Firefighters, onlookers and investigators had been through the area. In that two weeks, it had also rained, Green said.
“If this were a true crime novel, ‘A Single Blade of Grass’ would be an apt title,” Green wrote in the motion. “But this is not a novel. A single blade of grass is what is keeping a man presumed to be innocent in jail on bonds totaling over three-quarters of a million dollars.”
When asked about possible contamination of the crime scene, Akin said that was not a concern, and he did not believe that was the case. He also said investigators have additional evidence against Maxwell.
“There are interviews as well as additional data that has been developed, reviewed and analyzed,” he said. “Some of that has not been made public.”
Green said the Wise County Sheriff’s Office felt “an enormous amount of pressure” to solve Whitener’s murder.
“I cannot remember a murder case in Wise County that remained unsolved after 48 hours to a week,” he said. “There may have been one, but I don’t recall one in the last 25 years.”
Other evidence
Fowler said Maxwell acted suspiciously the day of Whitener’s murder, and she believes he killed her best friend.
“I absolutely think that Aric Maxwell did this,” Fowler said.
Fowler said the day of Whitener’s murder, she, Maxwell, Hill and others were sitting outside the crime scene on Whitener’s porch. Each time Maxwell described what happened the day before, his story changed, Fowler said.
“And I just remember Aric — his fingernails looked like he had a fresh manicure,” she said. “They were so clean, more than a normal clean. And I remember that stuck in my head.”
The three smoke detectors in Whitener’s house were taken down by “the person who was involved with the cover-up of the murder,” according to the arrest affidavit for Maxwell. The smoke detector batteries were removed and thrown in a trashcan, presumably to prevent alarms from sounding when she was set on fire.
When interviewed by police, Maxwell originally said he had not touched the smoke detectors. When detectives suggested his DNA might be on them, however, he said he may have changed the batteries at some point, according to a probable cause affidavit.

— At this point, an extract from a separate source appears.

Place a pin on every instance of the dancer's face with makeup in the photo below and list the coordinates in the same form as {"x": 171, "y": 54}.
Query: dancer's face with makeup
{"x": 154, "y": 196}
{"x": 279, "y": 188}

The lab tested the devices and batteries for DNA, but there was not enough DNA on most of the items to determine who may have touched them.
Only one of the batteries contained enough DNA to create a DNA profile. When compared to Maxwell, Hill and another person of interest in the case, the test concluded the DNA did not belong to any of them.
Instead, the DNA was determined to belong to an unknown woman.
Akin said while investigators fully believe Maxwell is the “right person in jail,”there may have been “accomplices to this person in one way or another that would make them culpable.”
Green said Wise County detectives interrogated another person of interest after arresting Maxwell.
“It is shocking that they continued to interrogate others while saying there was probable cause to arrest Mr. Maxwell,” Green said. “That leads me to believe they aren’t convinced who murdered Ms. Whitener.”
However, Akin said it is not unusual for detectives to continue investigating right up until a trial.
“We’re a busy sheriff’s office. We don’t have that many people,” he said. “But we’re going to make sure we’ve covered all the bases and make sure nothing is left undone.”
A trial date in the case has not been set. The District Attorney’s Office was reviewing Green’s motion last week.
After his mom’s death, Whitener’s son moved with his dad to another state.
Fowler is still dealing with the death of her best friend.
“I’m still going through everything about it,” she said. “Shortly after that, I was having nightmares, I couldn’t sleep, I was scared to be home alone. I was scared to walk to my car by myself. I’m constantly just imagining her death in my head and how horrible it must have been.”
Johnson said she misses her daughter every day and wants to see Maxwell given life in prison or the death penalty — “whichever is worse.”